Great Way to Get a Good Night’s Sleep
When you have insomnia, your troubles don’t begin when you lay your head on your pillow, says Ramadevi Gourineni, MD, director of the insomnia program at Northwestern Memorial Hospital in Chicago. People who can’t sleep typically suffer from too much arousal—where their mind races and their body pumps out excess adrenaline—all day long. Gourineni wondered if relaxing the mind during the day might help chronic insomniacs sleep better later. So she and her colleagues taught a handful of insomniacs to meditate (by focusing intently on the parts of their body, on light and sound, and on their breath). They were instructed to practice this twice a day for about 15 minutes each time. After two months, the group was compared with another that learned about improving general health and lifestyle habits. Although both groups boosted their total sleep time, the meditators spent less time tossing and turning in the middle of the night.

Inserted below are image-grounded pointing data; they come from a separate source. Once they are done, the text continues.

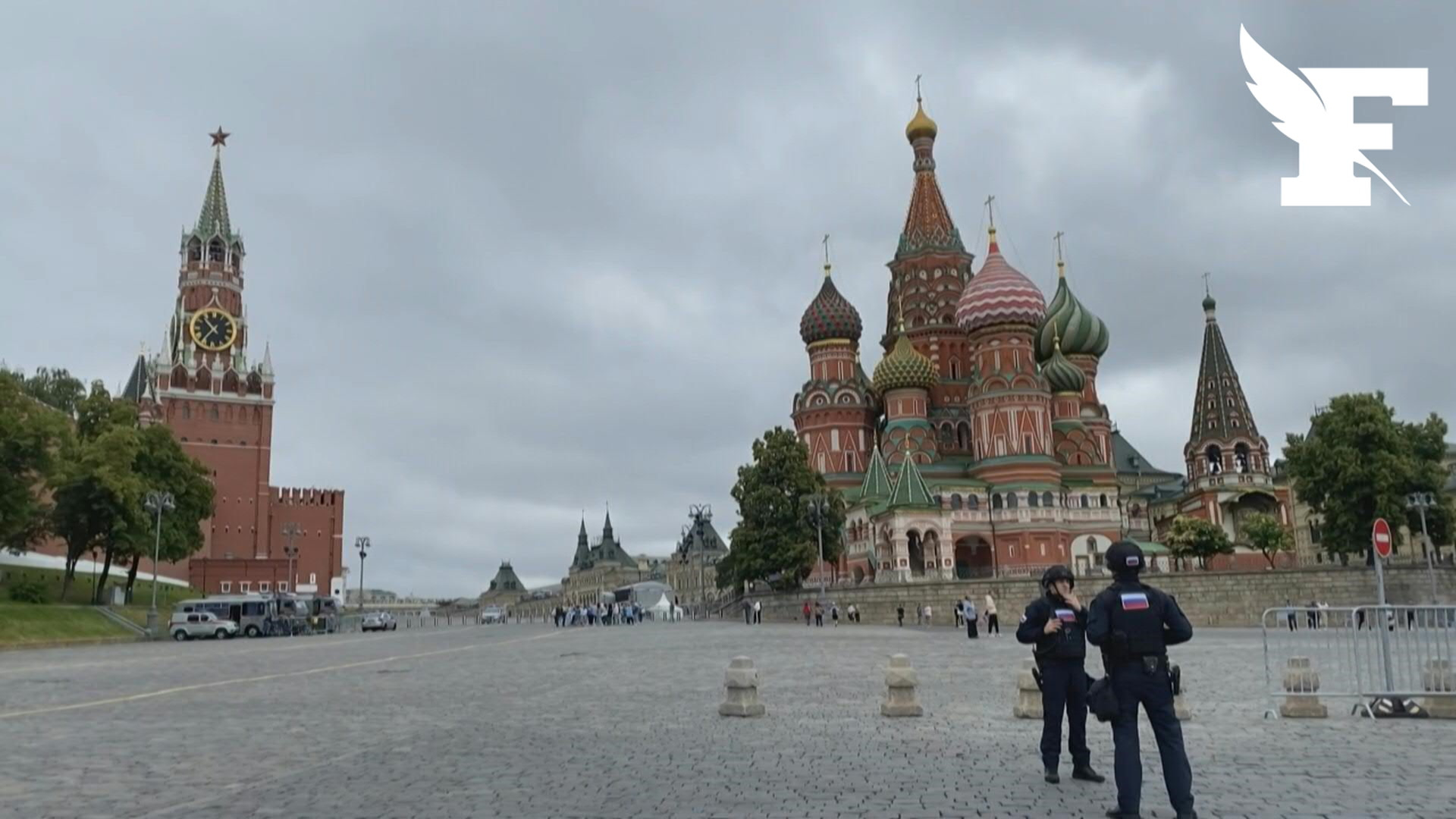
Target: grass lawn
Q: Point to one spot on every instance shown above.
(30, 623)
(82, 588)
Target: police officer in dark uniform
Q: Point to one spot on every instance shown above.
(1055, 623)
(1134, 624)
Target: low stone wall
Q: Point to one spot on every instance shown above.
(1209, 598)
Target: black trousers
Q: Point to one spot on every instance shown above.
(1063, 689)
(1136, 687)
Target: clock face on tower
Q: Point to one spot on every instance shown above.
(213, 328)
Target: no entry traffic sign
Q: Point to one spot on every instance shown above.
(1381, 538)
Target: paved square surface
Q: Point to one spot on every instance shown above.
(528, 720)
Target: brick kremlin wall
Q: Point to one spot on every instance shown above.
(1209, 598)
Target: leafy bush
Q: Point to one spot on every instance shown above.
(27, 591)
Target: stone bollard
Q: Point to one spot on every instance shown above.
(742, 681)
(900, 682)
(1028, 697)
(1439, 678)
(1302, 684)
(1181, 708)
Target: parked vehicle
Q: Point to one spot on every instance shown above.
(185, 626)
(379, 621)
(249, 613)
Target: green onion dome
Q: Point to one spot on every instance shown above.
(905, 368)
(1081, 333)
(830, 315)
(1060, 373)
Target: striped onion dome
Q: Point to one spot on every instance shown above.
(1079, 330)
(905, 368)
(1060, 373)
(999, 293)
(830, 315)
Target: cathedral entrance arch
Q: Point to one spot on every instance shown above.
(973, 557)
(916, 548)
(1087, 554)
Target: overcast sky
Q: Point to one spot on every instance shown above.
(523, 260)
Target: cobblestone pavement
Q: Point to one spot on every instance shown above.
(528, 720)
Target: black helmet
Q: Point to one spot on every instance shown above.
(1057, 573)
(1125, 556)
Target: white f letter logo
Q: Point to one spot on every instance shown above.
(1323, 121)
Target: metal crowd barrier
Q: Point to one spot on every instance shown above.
(1357, 653)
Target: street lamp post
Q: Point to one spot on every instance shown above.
(1421, 502)
(819, 512)
(362, 544)
(156, 503)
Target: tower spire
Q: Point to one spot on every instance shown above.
(213, 221)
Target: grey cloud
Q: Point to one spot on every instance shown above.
(519, 260)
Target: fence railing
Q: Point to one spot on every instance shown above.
(351, 623)
(1357, 653)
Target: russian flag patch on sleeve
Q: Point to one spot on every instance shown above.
(1134, 601)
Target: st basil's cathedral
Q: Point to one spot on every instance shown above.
(979, 447)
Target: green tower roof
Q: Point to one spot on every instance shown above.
(910, 488)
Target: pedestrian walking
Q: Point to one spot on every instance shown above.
(1056, 626)
(1134, 624)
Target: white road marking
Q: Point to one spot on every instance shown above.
(262, 678)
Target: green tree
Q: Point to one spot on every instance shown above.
(1357, 464)
(1197, 538)
(774, 539)
(162, 465)
(30, 438)
(1267, 535)
(57, 390)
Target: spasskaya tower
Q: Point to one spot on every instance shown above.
(218, 403)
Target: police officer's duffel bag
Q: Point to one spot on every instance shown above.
(1103, 700)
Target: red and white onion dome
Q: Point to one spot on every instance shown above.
(998, 295)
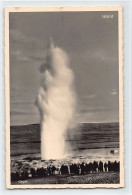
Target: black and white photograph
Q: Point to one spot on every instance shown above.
(64, 97)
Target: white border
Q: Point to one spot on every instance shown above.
(7, 94)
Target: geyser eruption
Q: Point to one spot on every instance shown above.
(56, 102)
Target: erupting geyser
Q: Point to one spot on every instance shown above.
(56, 102)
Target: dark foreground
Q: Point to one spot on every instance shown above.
(92, 178)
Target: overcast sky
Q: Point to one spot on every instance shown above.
(92, 45)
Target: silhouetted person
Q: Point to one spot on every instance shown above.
(100, 166)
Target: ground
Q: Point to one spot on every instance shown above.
(92, 178)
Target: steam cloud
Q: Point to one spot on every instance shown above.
(56, 102)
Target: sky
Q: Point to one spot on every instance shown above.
(91, 43)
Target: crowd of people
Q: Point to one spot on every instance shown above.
(73, 169)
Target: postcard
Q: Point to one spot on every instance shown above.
(64, 97)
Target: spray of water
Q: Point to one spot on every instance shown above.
(56, 102)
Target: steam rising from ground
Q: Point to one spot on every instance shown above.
(56, 102)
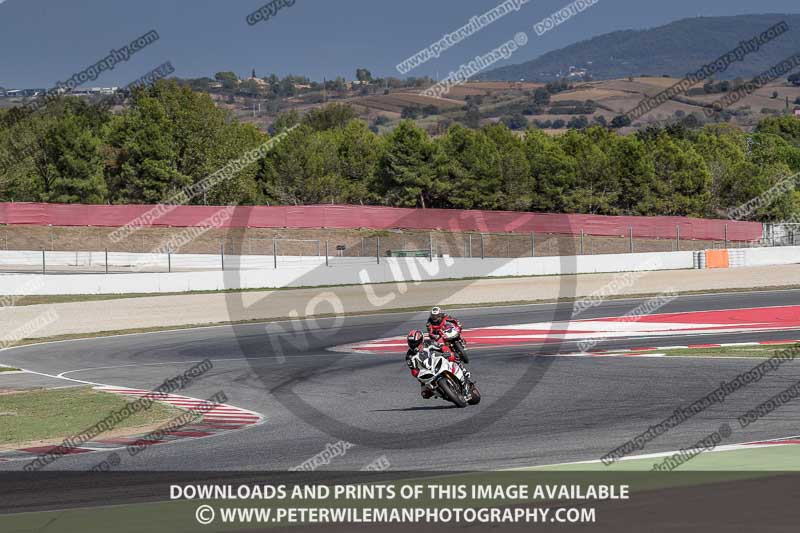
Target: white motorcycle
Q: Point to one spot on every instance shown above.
(456, 343)
(445, 378)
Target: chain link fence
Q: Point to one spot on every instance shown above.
(90, 249)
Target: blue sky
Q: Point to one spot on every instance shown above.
(44, 41)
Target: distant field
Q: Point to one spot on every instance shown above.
(395, 102)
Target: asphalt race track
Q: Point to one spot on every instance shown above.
(537, 409)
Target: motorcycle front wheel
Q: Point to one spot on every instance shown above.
(450, 392)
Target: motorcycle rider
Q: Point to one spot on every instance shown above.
(416, 344)
(437, 322)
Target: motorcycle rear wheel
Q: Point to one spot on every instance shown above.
(458, 346)
(476, 396)
(449, 392)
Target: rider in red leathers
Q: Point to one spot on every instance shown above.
(437, 322)
(416, 343)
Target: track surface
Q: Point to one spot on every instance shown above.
(579, 408)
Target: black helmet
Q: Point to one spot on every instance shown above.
(414, 338)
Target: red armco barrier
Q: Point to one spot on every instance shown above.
(348, 217)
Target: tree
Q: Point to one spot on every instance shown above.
(472, 118)
(329, 117)
(285, 120)
(594, 188)
(515, 186)
(406, 167)
(144, 166)
(76, 168)
(470, 168)
(684, 182)
(578, 123)
(552, 172)
(634, 175)
(786, 127)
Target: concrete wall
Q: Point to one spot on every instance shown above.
(309, 272)
(249, 272)
(780, 255)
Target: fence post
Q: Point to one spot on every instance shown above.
(630, 237)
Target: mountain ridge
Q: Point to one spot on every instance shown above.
(672, 49)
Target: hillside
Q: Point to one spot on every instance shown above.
(673, 49)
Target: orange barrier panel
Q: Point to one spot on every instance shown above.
(717, 259)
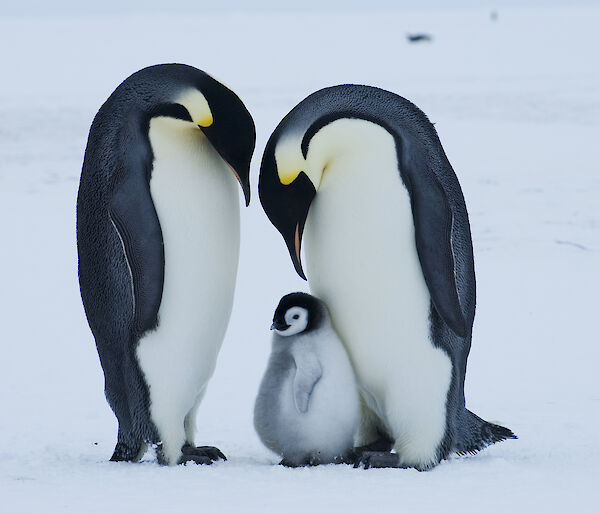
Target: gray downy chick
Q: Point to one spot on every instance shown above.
(308, 408)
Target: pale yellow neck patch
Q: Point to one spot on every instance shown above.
(197, 105)
(289, 160)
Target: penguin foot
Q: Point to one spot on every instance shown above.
(368, 459)
(127, 453)
(200, 454)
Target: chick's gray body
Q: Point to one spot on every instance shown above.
(307, 409)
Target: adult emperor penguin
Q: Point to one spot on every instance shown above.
(158, 244)
(307, 409)
(361, 173)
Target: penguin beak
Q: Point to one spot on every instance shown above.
(245, 184)
(286, 206)
(236, 153)
(279, 326)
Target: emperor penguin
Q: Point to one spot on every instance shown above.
(158, 244)
(361, 174)
(307, 409)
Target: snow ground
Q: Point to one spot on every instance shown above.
(517, 106)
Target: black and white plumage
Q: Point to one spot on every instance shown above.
(158, 244)
(361, 174)
(307, 409)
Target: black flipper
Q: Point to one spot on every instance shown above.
(475, 434)
(134, 216)
(433, 233)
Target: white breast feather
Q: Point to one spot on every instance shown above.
(196, 199)
(361, 260)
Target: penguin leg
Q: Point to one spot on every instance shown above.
(371, 434)
(369, 459)
(129, 447)
(191, 452)
(200, 454)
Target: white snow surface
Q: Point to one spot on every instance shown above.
(516, 103)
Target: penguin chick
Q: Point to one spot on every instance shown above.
(307, 409)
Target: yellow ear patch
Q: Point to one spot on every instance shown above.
(286, 178)
(197, 105)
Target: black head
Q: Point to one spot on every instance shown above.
(186, 93)
(299, 313)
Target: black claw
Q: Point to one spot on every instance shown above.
(368, 460)
(197, 459)
(201, 454)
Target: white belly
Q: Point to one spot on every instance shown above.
(361, 260)
(196, 199)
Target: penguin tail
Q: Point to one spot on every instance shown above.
(475, 434)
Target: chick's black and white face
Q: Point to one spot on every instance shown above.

Make it work: People in this study practiced a type of meditation known as “kriya yoga” (the kind featured in the classic Autobiography of a Yogi), but Gourineni believes that any regular relaxation process, including yoga, tai chi or deep relaxation, can unwind you enough to get those perfect zzzzs at night.
Quell Nausea the Asian Way
Nausea and vomiting after abdominal surgery are about the toughest types of queasiness to counter. Experts estimate that up to 70 percent of patients succumb after having an operation. Amazingly, something as simple as stimulating acupuncture points on the ear proved so effective that not a single woman undergoing major gallbladder surgery in an Iranian study threw up afterwards, and only 6 percent said they’d felt nauseated (compared with 66 percent and 74 percent, respectively, for a control group). In the study, needles were inserted during the surgery into acupuncture points on the ear, and were stimulated for two minutes at a time while the patients rested in the recovery room.
Make it work: If you get nauseated regularly for any reason, you might want to consult a trained acupuncturist. You can also try do-it-yourself acupressure when a more minor urge to upchuck strikes: place your index and middle fingers across your wrist at the base of the palm to find the point most used for nausea, known as P6. It’s located in the groove in the center between the two large tendons. Press on that point for a few minutes until the sensation passes.
Move Yourself to Calm
Everyone touts yoga as a great stress reducer, but does it work in women who are plagued with anxiety? Yes, found Iranian researchers. They gave 65 women an anxiety questionnaire, then had half of them take two 90-minute hatha yoga classes a week. After two months, anxiety levels were tested again. Before starting the yoga, 41 percent of the women said life had them feeling anxious, but after the classes the percentage was slashed in half. The researchers believe yoga makes you aware of the tension you’re holding in various parts of your body and teaches you how to release it.
Make it work: It’s easy to find a yoga classes in gyms and studios. If you prefer to downward dog in the privacy of your home, great DVDs include Rodney Yee’s “Yoga for Beginners” and Sara Ivanhoe’s beachfront workout, “Yoga on the Edge.”